There's a lot of different theories about how markets evolve, but that of disruptive innovation has proven quite popular over the last several decades. But if you ask Jill Lepore of the New Yorker it's an incomplete theory. While it's more than capable of explaining why businesses fail it doesn't really account for more complex changes. It's not like the theory of evolution, it's merely "an artifact of history." But it's still an interesting prism through which to view everything from the shift to 5.25-inch floppy disks to the downfall of the American auto industry.
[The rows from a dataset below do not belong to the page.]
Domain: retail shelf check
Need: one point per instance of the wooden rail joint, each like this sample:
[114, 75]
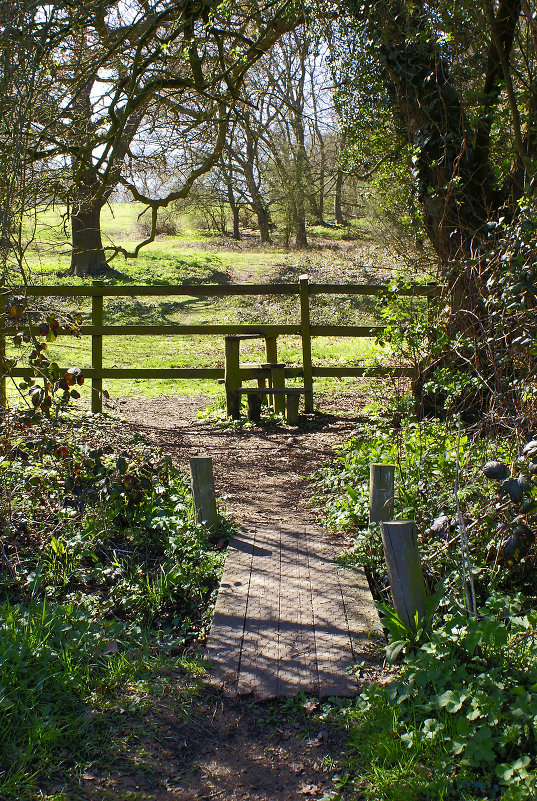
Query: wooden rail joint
[290, 395]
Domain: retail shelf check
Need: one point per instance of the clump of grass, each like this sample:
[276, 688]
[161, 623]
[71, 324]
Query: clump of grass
[104, 568]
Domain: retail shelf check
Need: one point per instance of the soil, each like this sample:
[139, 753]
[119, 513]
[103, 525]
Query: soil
[215, 747]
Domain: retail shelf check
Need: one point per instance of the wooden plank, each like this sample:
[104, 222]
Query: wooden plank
[203, 494]
[247, 374]
[371, 289]
[381, 492]
[271, 391]
[136, 372]
[232, 377]
[278, 383]
[97, 317]
[400, 542]
[3, 378]
[346, 330]
[305, 332]
[190, 330]
[198, 290]
[215, 290]
[360, 372]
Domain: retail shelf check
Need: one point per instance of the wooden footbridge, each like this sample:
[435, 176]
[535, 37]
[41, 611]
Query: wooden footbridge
[287, 619]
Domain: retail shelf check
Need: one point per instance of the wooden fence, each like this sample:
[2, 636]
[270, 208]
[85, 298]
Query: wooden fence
[304, 290]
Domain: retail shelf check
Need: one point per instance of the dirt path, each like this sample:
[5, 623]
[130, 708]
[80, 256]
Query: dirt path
[260, 473]
[239, 749]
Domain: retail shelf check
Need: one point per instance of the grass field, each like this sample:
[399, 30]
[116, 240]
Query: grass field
[194, 256]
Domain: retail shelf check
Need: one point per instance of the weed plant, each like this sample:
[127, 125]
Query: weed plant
[457, 720]
[105, 572]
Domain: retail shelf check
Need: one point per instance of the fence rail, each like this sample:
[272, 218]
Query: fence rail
[270, 332]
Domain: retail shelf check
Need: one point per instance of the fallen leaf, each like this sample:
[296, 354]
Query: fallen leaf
[308, 789]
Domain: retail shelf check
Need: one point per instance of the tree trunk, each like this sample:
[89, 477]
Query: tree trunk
[338, 198]
[299, 214]
[236, 222]
[87, 257]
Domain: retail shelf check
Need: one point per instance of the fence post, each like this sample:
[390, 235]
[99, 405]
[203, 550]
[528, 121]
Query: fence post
[381, 491]
[203, 494]
[232, 379]
[3, 378]
[97, 318]
[277, 373]
[404, 570]
[271, 350]
[305, 331]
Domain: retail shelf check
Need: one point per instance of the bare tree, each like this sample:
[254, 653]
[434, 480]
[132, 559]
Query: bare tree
[116, 73]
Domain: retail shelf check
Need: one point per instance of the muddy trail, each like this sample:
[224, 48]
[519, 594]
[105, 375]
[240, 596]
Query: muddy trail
[215, 747]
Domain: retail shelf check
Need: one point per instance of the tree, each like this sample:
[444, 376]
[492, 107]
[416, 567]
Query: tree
[124, 75]
[459, 87]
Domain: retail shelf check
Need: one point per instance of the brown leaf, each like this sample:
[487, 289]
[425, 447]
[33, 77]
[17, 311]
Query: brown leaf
[308, 789]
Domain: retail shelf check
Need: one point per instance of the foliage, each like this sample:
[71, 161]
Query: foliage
[425, 456]
[457, 721]
[103, 567]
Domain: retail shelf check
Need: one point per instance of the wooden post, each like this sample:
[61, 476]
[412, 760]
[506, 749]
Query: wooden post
[232, 379]
[271, 349]
[381, 484]
[97, 318]
[201, 471]
[292, 402]
[404, 569]
[305, 330]
[254, 408]
[3, 378]
[277, 372]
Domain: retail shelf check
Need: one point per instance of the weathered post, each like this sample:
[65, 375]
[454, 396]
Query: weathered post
[277, 373]
[232, 378]
[381, 491]
[404, 569]
[271, 349]
[97, 317]
[3, 380]
[292, 402]
[201, 471]
[254, 408]
[305, 331]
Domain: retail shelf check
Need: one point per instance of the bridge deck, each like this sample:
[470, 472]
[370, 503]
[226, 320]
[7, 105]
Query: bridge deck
[287, 618]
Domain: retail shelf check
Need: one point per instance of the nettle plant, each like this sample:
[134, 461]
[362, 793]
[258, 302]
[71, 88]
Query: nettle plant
[46, 386]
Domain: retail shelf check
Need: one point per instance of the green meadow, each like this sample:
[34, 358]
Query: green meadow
[198, 257]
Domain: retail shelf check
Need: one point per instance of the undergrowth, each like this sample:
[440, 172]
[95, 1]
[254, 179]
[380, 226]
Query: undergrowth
[457, 720]
[106, 577]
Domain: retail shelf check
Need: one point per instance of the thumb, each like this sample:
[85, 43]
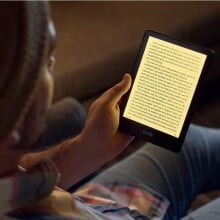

Q&A with Larry Lessig on Why You Should Have Faith in Silicon Valley
by Nitasha Tiku, Valleywag

Larry Lessig is certainly one of the more interesting figures in technological activism. He's a Harvard law professor with a hand in everything from the Electronic Frontier Foundation, to the Free Software Foundation, and the Sunlight Foundation (plus countless other organizations. In this Q&A he talks about why he still has faith in Silicon Valley.

The Curse of Xanadu
by Gary Wolf, Wired

In 1960 Ted Nelson started building Xanadu, a massive project built around linked documents and hypertext. Yes, that hypertext that formed the backbone of the world wide web. An unfortunate series of events kept the project from actually being completed until this year. In this classic Wired story the history of the doomed project is recounted in painful detail.

Dr. Nicholas and Mr. Hyde
by Bethany McLean, Vanity Fair

The tech industry has more than its fair share of eccentric billionaires and out of control CEOs. But according to federal prosecutors, Henry Nicholas of Broadcom was a special case. The story involves financial maleficence, drugs, prostitutes and a secret lair under his Orange County mansion.

The Robots Running this Way
by Will Knight, MIT Technology Review

Before robots learned to run they first needed to learn to walk... and crawl... and hop. And, of course, DARPA and Boston Dynamics have been at the forefront of that research.